In this study, we followed patients to determine the care cascade after the supportive care intervention. We demonstrated that a large fraction (74%) of participants with a positive survey were contacted by social work and/or had a new referral placed after the completion of the screening survey. However, less than half of patients then went on to attend a new appointment. There may be several reasons for this drop-off. For instance, patients may later decline a referral after further education, or they may elect for an intervention not requiring a referral; for example, a patient chooses to join a support group instead of attending an appointment with a mental health provider. Patients may also benefit from hearing from social work about available referrals, but decide to wait to engage these services at a later date. Regardless of ultimate appointment attendance, the screening survey opened a line of communication through which patients can be educated about resources and referrals of which they may have previously been unaware. Additionally, it is important to consider the time constraints of other providers, such as palliative care and mental health physicians, and that it may not be feasible or even beneficial to automatically refer all patients to all of the services they indicate on the survey.

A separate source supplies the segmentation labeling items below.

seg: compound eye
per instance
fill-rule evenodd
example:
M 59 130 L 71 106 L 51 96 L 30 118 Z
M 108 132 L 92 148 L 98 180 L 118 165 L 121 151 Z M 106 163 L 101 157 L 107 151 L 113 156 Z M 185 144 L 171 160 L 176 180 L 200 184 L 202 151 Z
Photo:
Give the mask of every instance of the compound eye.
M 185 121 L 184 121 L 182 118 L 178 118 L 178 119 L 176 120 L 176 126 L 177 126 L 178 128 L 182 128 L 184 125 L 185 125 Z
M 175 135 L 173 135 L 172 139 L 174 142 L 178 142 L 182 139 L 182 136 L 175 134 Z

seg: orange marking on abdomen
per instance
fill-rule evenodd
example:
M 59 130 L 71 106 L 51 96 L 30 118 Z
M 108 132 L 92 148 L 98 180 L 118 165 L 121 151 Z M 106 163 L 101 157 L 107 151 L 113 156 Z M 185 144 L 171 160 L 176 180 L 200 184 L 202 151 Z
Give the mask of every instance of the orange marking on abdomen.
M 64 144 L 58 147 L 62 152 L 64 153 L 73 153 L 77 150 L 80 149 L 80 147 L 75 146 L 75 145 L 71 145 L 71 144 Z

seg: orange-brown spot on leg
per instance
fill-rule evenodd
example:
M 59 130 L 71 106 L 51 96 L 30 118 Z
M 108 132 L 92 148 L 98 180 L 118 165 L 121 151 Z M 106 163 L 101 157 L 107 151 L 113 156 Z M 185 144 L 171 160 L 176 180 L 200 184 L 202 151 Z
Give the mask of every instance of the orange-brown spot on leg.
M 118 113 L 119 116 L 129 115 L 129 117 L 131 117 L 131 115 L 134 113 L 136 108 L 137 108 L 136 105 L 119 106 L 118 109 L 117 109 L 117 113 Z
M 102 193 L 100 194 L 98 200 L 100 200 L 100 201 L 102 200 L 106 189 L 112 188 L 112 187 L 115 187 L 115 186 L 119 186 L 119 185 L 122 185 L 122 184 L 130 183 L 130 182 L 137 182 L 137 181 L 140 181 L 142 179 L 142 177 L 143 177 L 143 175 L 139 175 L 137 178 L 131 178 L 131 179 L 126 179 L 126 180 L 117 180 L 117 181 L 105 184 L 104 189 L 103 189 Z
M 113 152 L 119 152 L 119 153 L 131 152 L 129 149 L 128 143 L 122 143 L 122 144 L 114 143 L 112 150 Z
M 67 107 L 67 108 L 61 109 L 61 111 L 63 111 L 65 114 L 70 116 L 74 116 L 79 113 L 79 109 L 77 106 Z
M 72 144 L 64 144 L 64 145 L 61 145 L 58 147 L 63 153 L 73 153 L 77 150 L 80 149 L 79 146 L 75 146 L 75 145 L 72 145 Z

This study has limitations. A non-validated, internally developed screening checklist was used for this study in order to tailor the screening questions to include institutional specific resources, however this may limit the external validity and generalizability of our study results. While we attempted to identify a broad range of needs, it is unlikely that we have a comprehensive list. Some needs, while they may be important to patients, are more challenging to address with referrals within the medical center such as religious or cultural concerns, and these were not included. Additionally, though there were nearly 250 survey respondents, these numbers are still too small to make more granular conclusions such as what specific needs may be important to patients with one particular disease site over another. Future studies will attempt to include a longer follow-up period to report on downstream utilization of resources, further assessing for reasons for drop-out in the care cascade, and assess whether certain demographics or disease sites correlate with specific needs or higher susceptibility to drop-out.

In conclusion, screening checklists are a quick, inexpensive, noninvasive tool to identify sensitive patient needs in the outpatient oncology setting. Screening surveys can help identify needs of which patients may have been unaware and create an environment supportive of requesting additional information on these difficult topics. This study demonstrates that a large proportion of patients, regardless of treatment intent, have a variety of psychosocial needs that are important to screen for. We demonstrated that a survey which screens for needs that can be addressed by existing institutional resources can both prompt valuable conversations with providers as well as facilitate direct access to ancillary services without provider oversight. Routing requests for information through social work may be an efficient way to connect patients with the providers they need without overburdening ancillary support services. Further refinement of the tool may help to avoid it negatively impacting clinical workflow.